Der Georg-Freundorfer-Platz steht nun als einer von 330 Namen auf der „Long-List“. Hier sind Namen verzeichnet, die „zwingend eine Kontextualisierung oder einen Kommentierungsbedarf haben. „Georg Freundorfer schauen wir uns genau an“, so Heusler. Wie aber will man mit der eigenen Geschichte und auch deren dunklen Episoden umgehen? – Dies wird noch zu diskutieren sein.
Namen löschen?
Mit möglichen Gedenkorten im Stadtviertel hatte sich der BA Schwanthalerhöhe vor fünf Jahren befasst und kam im Zuge dessen darauf, dass der Namensgeber des Georg-Freundorfer-Platzes auf seine Nazi-Vergangenheit hin überprüft werden müsse. Historiker Dr. Martin Rühlemann, der sich ehrenamtlich für das Stadtteilarchiv des Kulturladens Westend engagiert, hatte herausgefunden, dass Freundorfer bereits 1932 (noch vor Hitlers Machtergreifung) als Unterhaltungskünstler bei „Bunten Abenden“ der NSDAP als Mitglied des „Freundorfer Trios“ auftrat. Der Musiker, Komponist und Zitherspieler wurde 1881 in der Westendstraße 20 geboren. 1912 zog er nach Berlin, wo er als Unterhaltungskünstler auftrat. 1935 komponierte er den Marsch „Gruß an den Obersalzberg“, der nach 1945 nicht mehr unter diesem Titel veröffentlicht werden durfte. Im Dezember 1940 starb Freundorfer in Berlin. Nach aktuellem Stand der Recherche sei der Unterhaltungskünstler zwar kein NSDAP-Mitglied gewesen, müsse aber zumindest als Sympathisant gelten.
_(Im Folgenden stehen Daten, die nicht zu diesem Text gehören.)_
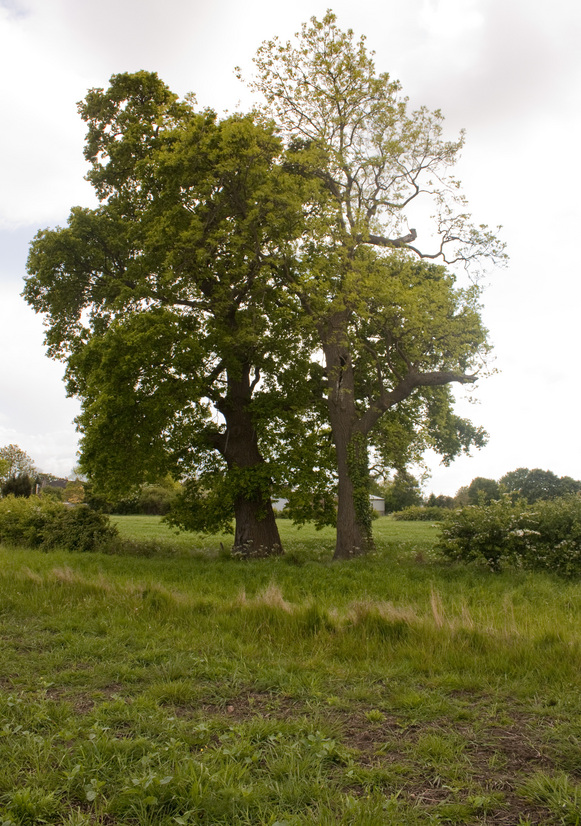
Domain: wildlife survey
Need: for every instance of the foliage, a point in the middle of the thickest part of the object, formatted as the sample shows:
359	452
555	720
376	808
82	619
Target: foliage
46	523
403	491
166	300
536	484
440	501
482	491
154	499
422	513
15	462
20	485
546	535
394	328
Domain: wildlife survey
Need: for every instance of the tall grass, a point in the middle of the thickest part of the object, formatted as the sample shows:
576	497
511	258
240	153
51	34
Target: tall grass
192	688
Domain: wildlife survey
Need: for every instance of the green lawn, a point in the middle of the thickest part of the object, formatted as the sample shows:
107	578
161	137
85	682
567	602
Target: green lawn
190	688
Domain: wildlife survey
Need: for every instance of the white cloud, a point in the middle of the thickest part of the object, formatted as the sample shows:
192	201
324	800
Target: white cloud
508	70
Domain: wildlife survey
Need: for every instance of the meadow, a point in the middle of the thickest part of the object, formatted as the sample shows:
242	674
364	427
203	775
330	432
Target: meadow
180	686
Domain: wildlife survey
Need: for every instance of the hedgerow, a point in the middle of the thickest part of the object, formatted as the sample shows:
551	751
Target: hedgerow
417	513
46	523
543	536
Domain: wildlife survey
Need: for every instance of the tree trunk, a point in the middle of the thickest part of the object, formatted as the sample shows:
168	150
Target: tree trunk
256	531
353	507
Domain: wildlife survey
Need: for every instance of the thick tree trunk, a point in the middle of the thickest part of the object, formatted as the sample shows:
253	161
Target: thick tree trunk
256	531
353	519
353	536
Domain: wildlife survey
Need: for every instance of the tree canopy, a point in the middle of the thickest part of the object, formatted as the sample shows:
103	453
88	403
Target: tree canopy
165	302
391	324
15	462
228	257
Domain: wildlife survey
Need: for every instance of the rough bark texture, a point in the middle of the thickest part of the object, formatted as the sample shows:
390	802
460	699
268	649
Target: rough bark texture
256	531
353	536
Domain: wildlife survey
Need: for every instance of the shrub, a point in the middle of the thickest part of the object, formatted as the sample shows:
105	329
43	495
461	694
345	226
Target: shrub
544	536
417	513
78	529
20	485
46	523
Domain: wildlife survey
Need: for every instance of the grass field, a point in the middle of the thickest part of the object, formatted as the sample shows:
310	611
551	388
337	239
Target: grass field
190	688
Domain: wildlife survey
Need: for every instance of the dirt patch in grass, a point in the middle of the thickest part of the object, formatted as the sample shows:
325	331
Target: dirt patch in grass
494	764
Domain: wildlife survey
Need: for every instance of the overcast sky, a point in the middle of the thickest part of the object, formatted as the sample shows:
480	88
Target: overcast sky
508	71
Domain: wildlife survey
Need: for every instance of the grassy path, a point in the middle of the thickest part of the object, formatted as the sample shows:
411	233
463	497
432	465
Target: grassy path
193	689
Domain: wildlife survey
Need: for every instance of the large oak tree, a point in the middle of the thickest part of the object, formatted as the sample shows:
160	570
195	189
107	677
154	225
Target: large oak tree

1983 wurde der neu gestaltete Platz im Zentrum des Westends nach Freundorfer benannt. „Damals hat die Verwaltung wohl nicht genau hingeschaut“, meinte Dr. Heusler auf Rückfrage eines Bürgers, wieso der Name überhaupt vergeben wurde. Sollte man nun, mit jetzigem Wissensstand, den Namen aus dem Straßenverzeichnis Münchens löschen?
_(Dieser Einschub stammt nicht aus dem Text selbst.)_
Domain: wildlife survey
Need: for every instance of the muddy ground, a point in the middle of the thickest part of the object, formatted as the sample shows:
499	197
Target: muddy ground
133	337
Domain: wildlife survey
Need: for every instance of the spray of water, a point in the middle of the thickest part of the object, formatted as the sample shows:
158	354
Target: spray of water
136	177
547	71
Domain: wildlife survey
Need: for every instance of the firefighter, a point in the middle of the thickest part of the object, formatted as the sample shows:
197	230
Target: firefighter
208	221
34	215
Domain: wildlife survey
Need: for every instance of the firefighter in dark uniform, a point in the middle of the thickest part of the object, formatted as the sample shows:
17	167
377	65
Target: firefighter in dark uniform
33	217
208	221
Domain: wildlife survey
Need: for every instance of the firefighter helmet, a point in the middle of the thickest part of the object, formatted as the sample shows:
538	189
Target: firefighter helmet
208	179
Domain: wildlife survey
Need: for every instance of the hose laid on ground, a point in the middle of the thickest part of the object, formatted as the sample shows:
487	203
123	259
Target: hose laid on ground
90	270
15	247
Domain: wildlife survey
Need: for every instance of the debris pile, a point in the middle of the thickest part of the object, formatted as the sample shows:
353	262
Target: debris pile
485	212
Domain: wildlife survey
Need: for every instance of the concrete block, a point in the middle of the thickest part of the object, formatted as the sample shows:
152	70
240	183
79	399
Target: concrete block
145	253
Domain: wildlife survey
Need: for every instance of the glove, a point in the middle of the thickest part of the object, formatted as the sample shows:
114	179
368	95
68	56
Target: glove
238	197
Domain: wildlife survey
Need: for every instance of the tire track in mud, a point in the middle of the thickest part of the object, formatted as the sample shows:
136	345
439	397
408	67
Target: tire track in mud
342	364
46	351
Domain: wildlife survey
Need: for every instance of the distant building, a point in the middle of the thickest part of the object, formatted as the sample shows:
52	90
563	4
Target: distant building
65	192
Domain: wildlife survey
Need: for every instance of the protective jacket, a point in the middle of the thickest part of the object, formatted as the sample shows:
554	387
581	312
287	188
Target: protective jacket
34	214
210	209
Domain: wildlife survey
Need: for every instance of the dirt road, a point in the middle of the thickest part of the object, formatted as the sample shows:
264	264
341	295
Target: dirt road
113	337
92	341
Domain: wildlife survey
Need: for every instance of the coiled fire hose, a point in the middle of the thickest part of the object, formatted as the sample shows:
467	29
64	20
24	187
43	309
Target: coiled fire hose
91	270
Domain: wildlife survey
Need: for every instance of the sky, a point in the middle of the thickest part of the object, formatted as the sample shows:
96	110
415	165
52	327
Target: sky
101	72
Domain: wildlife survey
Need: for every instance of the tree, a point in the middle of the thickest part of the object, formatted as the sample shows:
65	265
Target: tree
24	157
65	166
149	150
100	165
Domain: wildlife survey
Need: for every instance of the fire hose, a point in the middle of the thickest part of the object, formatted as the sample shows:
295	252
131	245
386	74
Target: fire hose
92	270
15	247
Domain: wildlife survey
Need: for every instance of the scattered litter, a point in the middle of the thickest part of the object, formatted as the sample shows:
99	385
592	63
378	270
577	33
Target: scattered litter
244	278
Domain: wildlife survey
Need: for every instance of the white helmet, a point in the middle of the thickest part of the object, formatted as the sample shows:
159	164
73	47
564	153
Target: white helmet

„Nicht alles zum Verschwinden bringen“
Einiges scheint dafür zu sprechen. „Anders als bei anderen Straßen und Plätzen sind am Georg-Freundorfer-Platz keine Hausnummern, das heißt, es wären keine Anwohner von der Adressänderung betroffen“, argumentiert etwa Daniel Günthör (Grüne), Vorsitzender des Ausschusses Kultur im BA 8. Und auch Dominik Lehmann (Linke) findet: „Warum kann man den Platz nicht umbenennen, wenn die Bürger das wollen?“
Andreas Heusler aber weist darauf hin, dass eine Straßen- bzw. Platzumbenennung einer historischen und kulturellen Intervention gleichkäme. „Jede Umbenennung heißt auch, dass wir damit Geschichte auslöschen.“ Statt Geschichte aus dem kulturellen Gedächtnis zu eliminieren, sollte man sie ins Bewusstsein bringen. „Immer wieder diskutieren, kritisch hinterfragen“, meint Heusler. „Nicht alles zum Verschwinden bringen.“
Erste Ergebnisse in einem Jahr
Ein Fachgremium aus zwanzig Personen, zu denen unter anderem Vertreter des Jüdischen Museums, der Frauengleichstellungsstelle oder des Geodatenservice gehören, beschäftigen sich nun mit den gelisteten Namen. Zuerst ist die „Short-List“ dran, die 40 Namen verzeichnet, die diskussionswürdig sind, danach die „Long-List“. Die Experten erarbeiten einen Kriterienkatalog, der fortan als verbindliche Richtschnur zur Beurteilung der Namen gelten könnte. Seine Empfehlung wird das Gremium voraussichtlich Ende nächsten Jahres dem Stadtrat vorlegen.
Der BA 8 wünscht sich, dass für den Georg-Freundorfer-Platz so rasch als möglich ein Umgang gefunden wird und regte nun an, ein Zusatzschild mit Erläuterungen zum Lebenslauf Freundorfers ans Straßenschild anzubringen.